标题：超幻象：评估多模态大语言模型的内心可视化能力基准

内心可视化，即构建和操控内部视觉表征的能力，是人类认知的核心组成部分，在涉及推理、预测和抽象的任务中发挥着重要作用。尽管多模态大语言模型（MLLMs）取得了快速进展，当前的基准主要评估被动的视觉感知，对模型内部构建视觉模式以支持问题解决的更主动能力提供有限的洞察。然而，内心可视化是人类的一项关键认知技能，支持诸如空间导航、预测物理轨迹和通过想象模拟解决复杂视觉问题等能力。为了弥合这一差距，我们引入了超幻象，这是一种合成基准，旨在通过四个精心构建的谜题来评估MLLMs的内心可视化能力。每个谜题都是程序生成的，并以三个难度级别呈现，从而可以对模型在不断增加的复杂性下的表现进行受控分析。我们对最先进的模型的全面评估表明，人类和MLLMs在表现上存在显著差距。此外，我们还探讨了强化学习在提高视觉模拟能力方面的潜力。我们的研究结果表明，虽然一些模型在识别视觉模式方面表现出部分能力，但稳健的内心可视化仍然是当前MLLMs面临的开放挑战。

Summary / 总结

The paper introduces Hyperphantasia, a benchmark to evaluate the mental visualization capabilities of Multimodal Large Language Models (MLLMs).
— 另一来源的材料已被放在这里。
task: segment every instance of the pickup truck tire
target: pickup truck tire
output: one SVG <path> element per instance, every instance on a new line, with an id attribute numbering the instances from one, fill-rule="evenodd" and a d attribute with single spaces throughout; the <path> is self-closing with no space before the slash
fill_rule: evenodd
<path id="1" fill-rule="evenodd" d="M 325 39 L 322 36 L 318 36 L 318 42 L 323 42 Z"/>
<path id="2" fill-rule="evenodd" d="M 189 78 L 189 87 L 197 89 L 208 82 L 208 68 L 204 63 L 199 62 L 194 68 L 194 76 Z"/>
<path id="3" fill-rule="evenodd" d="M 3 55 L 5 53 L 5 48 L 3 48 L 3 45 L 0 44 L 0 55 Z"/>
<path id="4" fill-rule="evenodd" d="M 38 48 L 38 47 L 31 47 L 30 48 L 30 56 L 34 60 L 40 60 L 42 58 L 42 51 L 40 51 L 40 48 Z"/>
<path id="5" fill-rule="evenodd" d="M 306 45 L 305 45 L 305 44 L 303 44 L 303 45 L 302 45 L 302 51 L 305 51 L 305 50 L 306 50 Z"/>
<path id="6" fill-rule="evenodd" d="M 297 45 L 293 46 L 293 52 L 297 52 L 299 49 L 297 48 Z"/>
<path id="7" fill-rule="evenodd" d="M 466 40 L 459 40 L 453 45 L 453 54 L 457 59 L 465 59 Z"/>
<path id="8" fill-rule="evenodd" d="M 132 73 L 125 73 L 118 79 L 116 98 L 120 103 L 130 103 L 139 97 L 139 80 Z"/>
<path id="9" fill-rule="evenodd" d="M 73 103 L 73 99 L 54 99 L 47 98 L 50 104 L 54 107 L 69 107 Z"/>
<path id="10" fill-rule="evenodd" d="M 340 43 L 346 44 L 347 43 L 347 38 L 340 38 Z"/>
It consists of four procedurally generated puzzles at three difficulty levels to assess how well MLLMs can internally construct and manipulate visual representations. The evaluation shows a significant gap between human and MLLM performance, indicating that robust mental visualization is still a challenge for current models.

论文提出了Hyperphantasia，这是一个用于评估多模态大型语言模型（MLLMs）的内部视觉化能力的基准。它填补了现有基准的空白，重点关注内部构建和操控视觉表征的能力，这对于空间导航和解决问题等任务至关重要。基准包括四个按难度分级的程序生成谜题。最新的模型在性能上与人类存在显著差距，表明强大的内部视觉化能力仍然是MLLMs的挑战。研究还探讨了使用强化学习来增强MLLMs的视觉模拟能力。